I'd recommend going on Sunday night when you can get an appetizer, entree and dessert all for $30.

Anna said...

Wow. That is a very indepth account. Cool. Anything that has duck near it, I love. Cassoulet is one of my favorites of all time. I haven't actually been back since this summer, but that is not because I had a bad experience. Far from it. I will definitely try it again. It is almost pointless to go to a restaurant the first 6 months or so that they are open. They do need time to settle it. You don't happen to work at Rendezvous, do you, Mary? :) Just curious.

Mary said...

Ah no-- haven't worked in the business since that barista/hostess gig in college. Just love Rendezvous... though I bet you guessed both of those things.

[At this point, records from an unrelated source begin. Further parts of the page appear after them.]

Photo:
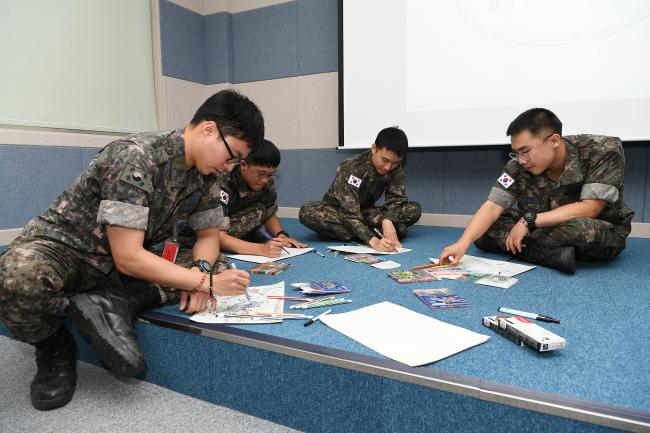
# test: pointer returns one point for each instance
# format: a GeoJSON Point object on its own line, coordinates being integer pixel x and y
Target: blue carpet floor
{"type": "Point", "coordinates": [603, 310]}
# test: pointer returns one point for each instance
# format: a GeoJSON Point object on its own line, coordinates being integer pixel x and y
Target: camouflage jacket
{"type": "Point", "coordinates": [594, 169]}
{"type": "Point", "coordinates": [357, 186]}
{"type": "Point", "coordinates": [139, 182]}
{"type": "Point", "coordinates": [237, 196]}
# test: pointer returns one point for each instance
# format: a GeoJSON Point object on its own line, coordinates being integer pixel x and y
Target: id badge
{"type": "Point", "coordinates": [170, 252]}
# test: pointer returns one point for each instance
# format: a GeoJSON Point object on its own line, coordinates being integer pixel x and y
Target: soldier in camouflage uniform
{"type": "Point", "coordinates": [138, 191]}
{"type": "Point", "coordinates": [348, 209]}
{"type": "Point", "coordinates": [249, 197]}
{"type": "Point", "coordinates": [568, 193]}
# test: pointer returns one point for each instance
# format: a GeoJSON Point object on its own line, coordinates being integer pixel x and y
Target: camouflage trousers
{"type": "Point", "coordinates": [328, 220]}
{"type": "Point", "coordinates": [38, 276]}
{"type": "Point", "coordinates": [593, 239]}
{"type": "Point", "coordinates": [244, 221]}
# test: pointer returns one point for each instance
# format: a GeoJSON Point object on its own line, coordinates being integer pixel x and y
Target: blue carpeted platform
{"type": "Point", "coordinates": [603, 308]}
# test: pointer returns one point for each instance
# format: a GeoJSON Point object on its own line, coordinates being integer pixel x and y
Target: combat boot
{"type": "Point", "coordinates": [563, 258]}
{"type": "Point", "coordinates": [55, 381]}
{"type": "Point", "coordinates": [106, 317]}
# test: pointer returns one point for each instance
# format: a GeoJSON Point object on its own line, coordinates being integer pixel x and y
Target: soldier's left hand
{"type": "Point", "coordinates": [290, 242]}
{"type": "Point", "coordinates": [516, 236]}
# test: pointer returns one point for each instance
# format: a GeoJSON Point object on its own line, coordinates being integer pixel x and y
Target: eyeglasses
{"type": "Point", "coordinates": [233, 159]}
{"type": "Point", "coordinates": [525, 155]}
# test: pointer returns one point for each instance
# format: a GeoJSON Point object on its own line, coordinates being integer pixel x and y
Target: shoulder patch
{"type": "Point", "coordinates": [354, 181]}
{"type": "Point", "coordinates": [137, 177]}
{"type": "Point", "coordinates": [225, 198]}
{"type": "Point", "coordinates": [505, 180]}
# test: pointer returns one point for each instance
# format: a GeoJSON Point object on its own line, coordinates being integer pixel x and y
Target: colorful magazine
{"type": "Point", "coordinates": [440, 298]}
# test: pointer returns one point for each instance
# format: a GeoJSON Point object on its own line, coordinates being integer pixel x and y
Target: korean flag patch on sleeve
{"type": "Point", "coordinates": [354, 181]}
{"type": "Point", "coordinates": [224, 197]}
{"type": "Point", "coordinates": [505, 180]}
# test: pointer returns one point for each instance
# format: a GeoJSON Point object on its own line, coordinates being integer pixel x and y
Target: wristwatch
{"type": "Point", "coordinates": [529, 219]}
{"type": "Point", "coordinates": [203, 265]}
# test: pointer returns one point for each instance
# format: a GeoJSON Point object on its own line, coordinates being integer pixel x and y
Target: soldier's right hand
{"type": "Point", "coordinates": [272, 248]}
{"type": "Point", "coordinates": [231, 282]}
{"type": "Point", "coordinates": [382, 244]}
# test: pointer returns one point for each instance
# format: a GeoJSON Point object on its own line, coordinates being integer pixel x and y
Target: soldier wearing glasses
{"type": "Point", "coordinates": [558, 199]}
{"type": "Point", "coordinates": [92, 249]}
{"type": "Point", "coordinates": [248, 193]}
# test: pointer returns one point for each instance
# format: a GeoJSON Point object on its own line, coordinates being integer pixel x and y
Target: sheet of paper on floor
{"type": "Point", "coordinates": [293, 252]}
{"type": "Point", "coordinates": [481, 265]}
{"type": "Point", "coordinates": [227, 305]}
{"type": "Point", "coordinates": [403, 335]}
{"type": "Point", "coordinates": [360, 249]}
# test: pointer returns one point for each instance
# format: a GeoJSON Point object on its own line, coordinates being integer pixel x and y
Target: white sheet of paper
{"type": "Point", "coordinates": [403, 335]}
{"type": "Point", "coordinates": [360, 249]}
{"type": "Point", "coordinates": [480, 265]}
{"type": "Point", "coordinates": [239, 304]}
{"type": "Point", "coordinates": [388, 264]}
{"type": "Point", "coordinates": [293, 252]}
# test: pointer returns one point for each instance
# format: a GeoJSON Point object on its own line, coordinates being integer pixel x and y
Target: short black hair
{"type": "Point", "coordinates": [235, 114]}
{"type": "Point", "coordinates": [265, 154]}
{"type": "Point", "coordinates": [393, 139]}
{"type": "Point", "coordinates": [535, 120]}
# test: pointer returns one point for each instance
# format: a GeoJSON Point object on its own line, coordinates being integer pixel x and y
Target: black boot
{"type": "Point", "coordinates": [56, 378]}
{"type": "Point", "coordinates": [401, 229]}
{"type": "Point", "coordinates": [563, 258]}
{"type": "Point", "coordinates": [106, 317]}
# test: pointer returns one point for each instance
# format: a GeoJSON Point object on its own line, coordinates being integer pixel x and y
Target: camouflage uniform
{"type": "Point", "coordinates": [347, 210]}
{"type": "Point", "coordinates": [593, 169]}
{"type": "Point", "coordinates": [140, 182]}
{"type": "Point", "coordinates": [246, 209]}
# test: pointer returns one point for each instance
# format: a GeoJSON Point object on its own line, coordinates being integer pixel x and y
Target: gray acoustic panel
{"type": "Point", "coordinates": [265, 43]}
{"type": "Point", "coordinates": [218, 48]}
{"type": "Point", "coordinates": [183, 43]}
{"type": "Point", "coordinates": [317, 36]}
{"type": "Point", "coordinates": [636, 172]}
{"type": "Point", "coordinates": [468, 177]}
{"type": "Point", "coordinates": [31, 178]}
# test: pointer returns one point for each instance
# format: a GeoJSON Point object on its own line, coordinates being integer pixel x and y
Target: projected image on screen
{"type": "Point", "coordinates": [456, 72]}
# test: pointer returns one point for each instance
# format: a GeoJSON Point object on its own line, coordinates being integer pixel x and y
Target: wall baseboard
{"type": "Point", "coordinates": [639, 230]}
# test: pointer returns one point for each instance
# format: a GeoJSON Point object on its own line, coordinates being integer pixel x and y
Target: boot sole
{"type": "Point", "coordinates": [104, 350]}
{"type": "Point", "coordinates": [53, 403]}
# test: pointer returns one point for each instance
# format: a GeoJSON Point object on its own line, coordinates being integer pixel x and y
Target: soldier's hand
{"type": "Point", "coordinates": [290, 242]}
{"type": "Point", "coordinates": [514, 242]}
{"type": "Point", "coordinates": [272, 248]}
{"type": "Point", "coordinates": [231, 282]}
{"type": "Point", "coordinates": [389, 232]}
{"type": "Point", "coordinates": [193, 303]}
{"type": "Point", "coordinates": [381, 244]}
{"type": "Point", "coordinates": [452, 254]}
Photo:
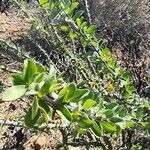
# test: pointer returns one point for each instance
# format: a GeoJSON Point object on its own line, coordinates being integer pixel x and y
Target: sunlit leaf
{"type": "Point", "coordinates": [14, 93]}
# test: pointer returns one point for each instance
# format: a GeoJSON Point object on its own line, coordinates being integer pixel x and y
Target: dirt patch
{"type": "Point", "coordinates": [12, 26]}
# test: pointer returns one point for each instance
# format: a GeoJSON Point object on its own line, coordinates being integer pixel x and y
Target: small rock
{"type": "Point", "coordinates": [40, 142]}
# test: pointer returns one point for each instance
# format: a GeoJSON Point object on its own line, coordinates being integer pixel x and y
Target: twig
{"type": "Point", "coordinates": [77, 144]}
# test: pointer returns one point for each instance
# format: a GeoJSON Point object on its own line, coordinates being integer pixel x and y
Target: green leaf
{"type": "Point", "coordinates": [108, 127]}
{"type": "Point", "coordinates": [91, 30]}
{"type": "Point", "coordinates": [14, 93]}
{"type": "Point", "coordinates": [96, 129]}
{"type": "Point", "coordinates": [88, 103]}
{"type": "Point", "coordinates": [64, 28]}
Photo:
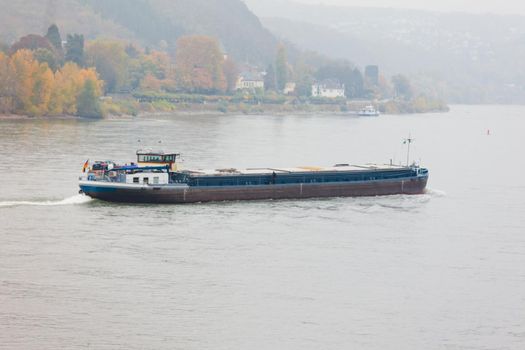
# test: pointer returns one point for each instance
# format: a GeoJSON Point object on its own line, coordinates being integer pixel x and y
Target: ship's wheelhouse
{"type": "Point", "coordinates": [149, 158]}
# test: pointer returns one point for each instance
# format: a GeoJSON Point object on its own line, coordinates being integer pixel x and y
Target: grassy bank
{"type": "Point", "coordinates": [270, 104]}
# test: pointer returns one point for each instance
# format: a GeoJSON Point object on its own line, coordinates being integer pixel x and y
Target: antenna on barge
{"type": "Point", "coordinates": [408, 142]}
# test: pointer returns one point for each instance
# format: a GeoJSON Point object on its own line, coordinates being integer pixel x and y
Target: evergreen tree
{"type": "Point", "coordinates": [75, 49]}
{"type": "Point", "coordinates": [46, 56]}
{"type": "Point", "coordinates": [402, 87]}
{"type": "Point", "coordinates": [269, 80]}
{"type": "Point", "coordinates": [53, 35]}
{"type": "Point", "coordinates": [88, 104]}
{"type": "Point", "coordinates": [281, 68]}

The duck is really really stellar and that's not a trivial thing. Tried it at Rialto once when the boy got it and it was awful! Will control myself and not go on a Jody Adams rant now but, ick. EVOO in Cambridge has a cute dish called Duck Duck Goose which gets major presentation points but is bland and boring. Also fairly good duck at Aspasia (underrated by everyone except the Zagat folk) so if you ever find yourself in Huron village it might be worth a visit.

Cheers to the D&G LB btw-- I wear it half the year. Pure by Jil Sander is similar actually, that's the other half.